No mercado de seguros esse movimento de transformação é ainda mais profundo.

Um estudo recente da Accenture aponta o mercado segurador como o setor com maior suscetibilidade para disrupção. O que não é uma surpresa, dado que o mercado segurador tem um histórico de ser tradicionalmente atrasado do ponto de vista tecnológico. Mas essa dinâmica está mudando, e rápido! As recentes mudanças regulatórias e entrada de insurtechs está forçando as seguradoras a pisarem ainda mais no acelerador da transformação digital.

Na frente regulatória, a Susep está promovendo uma agenda que tende a mexer na dinâmica competitiva do mercado. Por um lado, temos o programa sandbox regulatório, que reduz a barreira de entrada para novos players com soluções inovadoras. Por outro lado, o início do movimento do open insurance, que tende a estimular competição mediante autorização de compartilhamento de dados pelos consumidores – com um maior acesso a dados, as seguradoras poderão precificar melhor os seus produtos e serem mais competitivas nas suas ofertas.

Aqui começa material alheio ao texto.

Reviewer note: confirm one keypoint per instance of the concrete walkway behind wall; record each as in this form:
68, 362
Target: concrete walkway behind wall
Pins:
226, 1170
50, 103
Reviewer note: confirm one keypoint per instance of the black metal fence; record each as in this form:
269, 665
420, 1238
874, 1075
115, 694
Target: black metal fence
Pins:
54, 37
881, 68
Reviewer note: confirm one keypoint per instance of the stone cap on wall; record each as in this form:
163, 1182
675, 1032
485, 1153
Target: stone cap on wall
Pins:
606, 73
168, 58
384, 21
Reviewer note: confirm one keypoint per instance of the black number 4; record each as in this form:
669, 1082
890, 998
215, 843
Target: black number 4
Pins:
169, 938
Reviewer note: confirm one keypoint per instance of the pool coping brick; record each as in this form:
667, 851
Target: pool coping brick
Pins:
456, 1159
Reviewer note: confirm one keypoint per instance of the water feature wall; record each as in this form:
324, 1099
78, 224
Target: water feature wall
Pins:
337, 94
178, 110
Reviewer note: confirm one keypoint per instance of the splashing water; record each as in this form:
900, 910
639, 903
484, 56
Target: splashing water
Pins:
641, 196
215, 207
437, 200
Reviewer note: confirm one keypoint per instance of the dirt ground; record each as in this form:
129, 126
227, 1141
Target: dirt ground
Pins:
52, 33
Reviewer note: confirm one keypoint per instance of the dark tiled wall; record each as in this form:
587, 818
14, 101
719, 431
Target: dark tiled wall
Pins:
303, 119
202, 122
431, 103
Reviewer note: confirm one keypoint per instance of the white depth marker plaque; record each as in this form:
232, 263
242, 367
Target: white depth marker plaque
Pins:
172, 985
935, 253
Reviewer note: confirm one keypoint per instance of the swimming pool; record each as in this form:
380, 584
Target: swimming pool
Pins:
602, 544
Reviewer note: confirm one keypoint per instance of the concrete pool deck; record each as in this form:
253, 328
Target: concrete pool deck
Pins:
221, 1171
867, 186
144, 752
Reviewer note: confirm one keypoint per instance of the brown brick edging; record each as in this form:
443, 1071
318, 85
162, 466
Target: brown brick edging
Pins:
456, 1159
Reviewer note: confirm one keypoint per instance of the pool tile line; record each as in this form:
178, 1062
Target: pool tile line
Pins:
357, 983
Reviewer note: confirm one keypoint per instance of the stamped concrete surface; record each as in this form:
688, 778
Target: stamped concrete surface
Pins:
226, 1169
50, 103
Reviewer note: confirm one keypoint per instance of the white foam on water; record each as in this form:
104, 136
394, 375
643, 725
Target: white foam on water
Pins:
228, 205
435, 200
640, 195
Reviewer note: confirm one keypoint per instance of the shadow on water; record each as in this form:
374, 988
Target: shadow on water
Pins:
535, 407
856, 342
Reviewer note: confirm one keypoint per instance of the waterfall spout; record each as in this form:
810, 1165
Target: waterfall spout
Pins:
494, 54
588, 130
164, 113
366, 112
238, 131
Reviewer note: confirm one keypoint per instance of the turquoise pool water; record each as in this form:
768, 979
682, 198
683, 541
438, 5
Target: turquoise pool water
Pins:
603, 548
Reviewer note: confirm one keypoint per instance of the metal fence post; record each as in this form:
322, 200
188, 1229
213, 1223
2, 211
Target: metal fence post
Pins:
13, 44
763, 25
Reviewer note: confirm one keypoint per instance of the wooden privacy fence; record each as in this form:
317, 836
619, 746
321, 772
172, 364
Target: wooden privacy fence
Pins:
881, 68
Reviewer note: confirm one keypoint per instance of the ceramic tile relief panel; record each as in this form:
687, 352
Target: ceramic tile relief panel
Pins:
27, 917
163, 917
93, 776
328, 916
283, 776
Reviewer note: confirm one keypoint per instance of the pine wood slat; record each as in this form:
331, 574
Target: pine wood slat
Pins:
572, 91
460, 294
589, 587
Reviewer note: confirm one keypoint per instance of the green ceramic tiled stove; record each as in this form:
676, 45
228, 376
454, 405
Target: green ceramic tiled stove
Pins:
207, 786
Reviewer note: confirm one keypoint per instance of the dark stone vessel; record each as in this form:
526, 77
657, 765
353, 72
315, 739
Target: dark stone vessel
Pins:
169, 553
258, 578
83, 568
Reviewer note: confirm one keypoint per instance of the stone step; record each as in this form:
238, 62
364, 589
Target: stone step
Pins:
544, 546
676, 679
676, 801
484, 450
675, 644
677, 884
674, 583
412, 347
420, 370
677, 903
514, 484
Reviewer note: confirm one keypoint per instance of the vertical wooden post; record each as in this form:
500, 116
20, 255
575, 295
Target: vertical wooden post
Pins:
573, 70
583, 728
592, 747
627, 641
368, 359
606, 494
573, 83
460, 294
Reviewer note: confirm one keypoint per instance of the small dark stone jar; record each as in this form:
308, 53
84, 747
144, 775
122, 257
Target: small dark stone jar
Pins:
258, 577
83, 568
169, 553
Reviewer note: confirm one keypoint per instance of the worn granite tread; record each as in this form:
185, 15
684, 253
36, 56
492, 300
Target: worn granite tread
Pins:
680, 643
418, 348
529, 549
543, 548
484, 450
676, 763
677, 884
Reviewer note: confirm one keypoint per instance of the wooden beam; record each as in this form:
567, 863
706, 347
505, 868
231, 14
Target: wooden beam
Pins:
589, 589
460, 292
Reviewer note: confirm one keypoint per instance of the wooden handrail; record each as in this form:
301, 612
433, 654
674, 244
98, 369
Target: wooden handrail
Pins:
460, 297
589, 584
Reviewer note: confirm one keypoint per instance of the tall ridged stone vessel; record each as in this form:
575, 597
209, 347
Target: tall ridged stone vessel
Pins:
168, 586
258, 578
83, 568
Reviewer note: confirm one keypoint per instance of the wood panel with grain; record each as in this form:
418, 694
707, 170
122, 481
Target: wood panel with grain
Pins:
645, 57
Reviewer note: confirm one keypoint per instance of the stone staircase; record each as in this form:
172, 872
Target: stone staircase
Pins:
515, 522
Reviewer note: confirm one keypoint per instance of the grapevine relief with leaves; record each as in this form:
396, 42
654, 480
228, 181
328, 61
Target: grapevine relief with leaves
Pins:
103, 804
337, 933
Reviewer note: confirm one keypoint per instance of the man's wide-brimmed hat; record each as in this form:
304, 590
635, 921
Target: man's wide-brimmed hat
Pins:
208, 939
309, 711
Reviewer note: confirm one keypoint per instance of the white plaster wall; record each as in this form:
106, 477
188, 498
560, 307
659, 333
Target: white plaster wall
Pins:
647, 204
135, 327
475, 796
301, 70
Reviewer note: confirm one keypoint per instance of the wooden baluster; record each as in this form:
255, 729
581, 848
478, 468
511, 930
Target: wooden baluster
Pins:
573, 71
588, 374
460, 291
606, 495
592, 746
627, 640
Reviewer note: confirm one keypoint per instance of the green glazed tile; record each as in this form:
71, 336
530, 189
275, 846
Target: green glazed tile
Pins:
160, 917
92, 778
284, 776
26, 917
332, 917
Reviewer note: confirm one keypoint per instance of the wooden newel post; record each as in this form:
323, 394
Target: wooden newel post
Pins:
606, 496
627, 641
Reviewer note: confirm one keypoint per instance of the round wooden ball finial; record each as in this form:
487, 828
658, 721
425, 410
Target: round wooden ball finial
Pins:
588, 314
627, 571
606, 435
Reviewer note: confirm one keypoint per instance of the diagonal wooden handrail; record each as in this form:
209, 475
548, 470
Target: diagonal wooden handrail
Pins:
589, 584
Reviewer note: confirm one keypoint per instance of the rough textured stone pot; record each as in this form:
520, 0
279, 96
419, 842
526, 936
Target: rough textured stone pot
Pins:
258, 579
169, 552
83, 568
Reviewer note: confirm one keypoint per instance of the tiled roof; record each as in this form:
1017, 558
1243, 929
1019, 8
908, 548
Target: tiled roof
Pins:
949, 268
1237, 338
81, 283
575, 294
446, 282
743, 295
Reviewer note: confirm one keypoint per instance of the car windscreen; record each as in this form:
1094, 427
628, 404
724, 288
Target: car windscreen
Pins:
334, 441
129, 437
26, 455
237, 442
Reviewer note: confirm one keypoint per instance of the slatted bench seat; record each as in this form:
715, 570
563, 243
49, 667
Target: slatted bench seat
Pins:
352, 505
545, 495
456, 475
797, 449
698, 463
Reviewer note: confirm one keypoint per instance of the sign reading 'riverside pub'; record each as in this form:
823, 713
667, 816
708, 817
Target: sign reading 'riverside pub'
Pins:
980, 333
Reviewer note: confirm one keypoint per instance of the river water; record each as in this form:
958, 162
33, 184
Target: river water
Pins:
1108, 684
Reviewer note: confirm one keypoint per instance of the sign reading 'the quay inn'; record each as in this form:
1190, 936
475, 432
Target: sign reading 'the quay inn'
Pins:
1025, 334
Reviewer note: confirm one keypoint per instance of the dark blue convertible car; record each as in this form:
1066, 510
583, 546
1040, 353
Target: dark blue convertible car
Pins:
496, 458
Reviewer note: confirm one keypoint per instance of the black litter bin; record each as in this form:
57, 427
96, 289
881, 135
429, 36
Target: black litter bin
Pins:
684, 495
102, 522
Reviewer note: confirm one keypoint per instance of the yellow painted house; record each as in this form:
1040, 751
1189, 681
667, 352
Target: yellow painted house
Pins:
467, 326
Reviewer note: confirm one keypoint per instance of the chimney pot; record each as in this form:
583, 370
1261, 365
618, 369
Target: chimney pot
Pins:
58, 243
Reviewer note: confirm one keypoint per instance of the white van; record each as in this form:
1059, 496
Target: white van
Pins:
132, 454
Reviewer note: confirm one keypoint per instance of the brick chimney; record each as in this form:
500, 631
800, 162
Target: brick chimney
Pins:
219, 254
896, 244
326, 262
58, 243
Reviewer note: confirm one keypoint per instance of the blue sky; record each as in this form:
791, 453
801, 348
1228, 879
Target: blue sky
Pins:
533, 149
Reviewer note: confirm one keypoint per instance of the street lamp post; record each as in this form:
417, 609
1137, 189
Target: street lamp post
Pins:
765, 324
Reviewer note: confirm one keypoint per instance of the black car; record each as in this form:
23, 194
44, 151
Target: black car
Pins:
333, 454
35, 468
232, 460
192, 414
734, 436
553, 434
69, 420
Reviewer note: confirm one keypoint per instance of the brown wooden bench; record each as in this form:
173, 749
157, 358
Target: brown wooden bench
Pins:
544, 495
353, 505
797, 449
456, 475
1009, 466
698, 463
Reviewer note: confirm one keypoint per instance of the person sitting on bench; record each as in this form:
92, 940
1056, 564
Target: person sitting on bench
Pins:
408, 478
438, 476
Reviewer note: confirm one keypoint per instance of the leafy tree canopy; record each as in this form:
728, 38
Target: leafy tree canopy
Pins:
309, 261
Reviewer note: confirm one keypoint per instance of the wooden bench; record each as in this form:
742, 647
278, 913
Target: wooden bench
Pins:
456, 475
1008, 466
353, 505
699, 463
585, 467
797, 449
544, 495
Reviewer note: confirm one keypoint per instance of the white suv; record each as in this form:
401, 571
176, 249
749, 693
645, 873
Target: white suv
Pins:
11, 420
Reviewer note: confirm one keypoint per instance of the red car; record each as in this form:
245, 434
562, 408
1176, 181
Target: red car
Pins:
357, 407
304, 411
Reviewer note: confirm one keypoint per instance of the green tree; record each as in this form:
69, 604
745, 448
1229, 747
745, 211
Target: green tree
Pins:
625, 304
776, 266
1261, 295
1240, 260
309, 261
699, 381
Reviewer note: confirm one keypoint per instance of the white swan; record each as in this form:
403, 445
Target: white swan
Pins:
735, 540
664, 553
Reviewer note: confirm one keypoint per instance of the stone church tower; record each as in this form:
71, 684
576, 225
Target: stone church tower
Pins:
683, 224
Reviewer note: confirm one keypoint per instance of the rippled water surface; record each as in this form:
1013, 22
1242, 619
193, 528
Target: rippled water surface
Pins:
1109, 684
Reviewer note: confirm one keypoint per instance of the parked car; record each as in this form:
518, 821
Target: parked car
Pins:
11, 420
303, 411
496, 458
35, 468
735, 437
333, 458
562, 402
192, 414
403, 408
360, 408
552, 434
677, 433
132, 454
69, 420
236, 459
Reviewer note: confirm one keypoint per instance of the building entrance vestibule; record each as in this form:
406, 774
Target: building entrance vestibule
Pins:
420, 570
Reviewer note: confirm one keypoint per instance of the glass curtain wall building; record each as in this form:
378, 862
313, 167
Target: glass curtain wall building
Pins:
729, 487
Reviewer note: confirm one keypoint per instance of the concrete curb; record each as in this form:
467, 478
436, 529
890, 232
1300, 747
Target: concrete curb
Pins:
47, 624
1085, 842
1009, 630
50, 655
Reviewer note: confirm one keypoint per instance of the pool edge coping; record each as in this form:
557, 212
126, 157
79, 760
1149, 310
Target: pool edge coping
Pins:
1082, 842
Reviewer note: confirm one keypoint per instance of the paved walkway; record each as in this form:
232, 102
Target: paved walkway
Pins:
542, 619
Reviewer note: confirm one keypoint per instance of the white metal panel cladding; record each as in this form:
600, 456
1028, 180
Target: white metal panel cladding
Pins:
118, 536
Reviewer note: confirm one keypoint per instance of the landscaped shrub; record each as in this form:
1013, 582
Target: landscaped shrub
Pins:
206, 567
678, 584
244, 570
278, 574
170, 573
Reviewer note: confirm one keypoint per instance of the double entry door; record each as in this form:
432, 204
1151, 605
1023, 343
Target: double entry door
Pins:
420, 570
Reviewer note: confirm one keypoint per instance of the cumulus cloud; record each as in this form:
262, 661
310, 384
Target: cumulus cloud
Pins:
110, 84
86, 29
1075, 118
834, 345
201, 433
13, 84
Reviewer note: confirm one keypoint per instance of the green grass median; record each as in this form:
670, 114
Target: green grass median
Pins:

Além das mudanças regulatórias, a entrada das insurtechs também está provocando uma mudança estrutural do setor. Essas empresas estão trazendo soluções que visam atender a demanda do consumidor de seguros, que busca produtos com coberturas personalizadas e uma experiência superior, tanto na compra do seguro como na gestão de sinistros. Aqui temos um ambiente de competição entre seguradoras incumbentes e insurtechs. Em muitas situações esses players atuam em colaboração, onde a insurtech ajuda no desenho do produto e atua como um canal de distribuição. Mas também existem casos de insurtechs atuando como MGA para resseguradoras, desintermediando as seguradoras.

Ambos os movimentos (mudança regulatória e entrada das insurtechs) são saudáveis para o consumidor de seguros, que tende a ter um produto melhor, com preço e experiência melhores. Mas isso acaba se traduzindo em um ambiente de alta pressão para as seguradoras, que já percebem a digitalização como peça fundamental para se tornarem players relevantes no ecossistema de seguros.

A vida das seguradoras não está fácil. Com cerca de 50% do prêmio emitido comprometido com sinistros, 25% com distribuição e em torno de 15% de despesa administrativa, sobra pouco espaço para investir em iniciativas de inovação. E nesse ambiente tão complexo e dinâmico, as seguradoras precisam focar no seu core business. Para tanto, as seguradoras precisam olhar para fora e entender melhor o consumidor e a sua jornada; com isso poderá desenhar produtos que enderecem as necessidades e permitam uma experiência sem fricção para o consumidor. O desenvolvimento de parcerias com insurtechs pode ser uma boa alternativa de canal de distribuição, trazendo uma penetração rápida, com baixo nível de recurso para viabilização. As seguradoras também precisam olhar para dentro de casa e desenvolver iniciativas de melhorias de eficiência e agilidade operacional – através de otimização e automatização de processos internos.

Dito isso, é fundamental que as seguradoras desenvolvam parcerias com outros players do ecossistema, seja com parceiros de distribuição, ou com parceiros de tecnologia. Independentemente da abordagem, a tecnologia precisa estar hoje no centro da estratégia de seguradoras. E essa adaptação não vai acontecer somente por meio de máquinas, mas por meio de profissionais capacitados e interessados nas melhorias que ela traz para gerar valor e conveniência ao consumidor.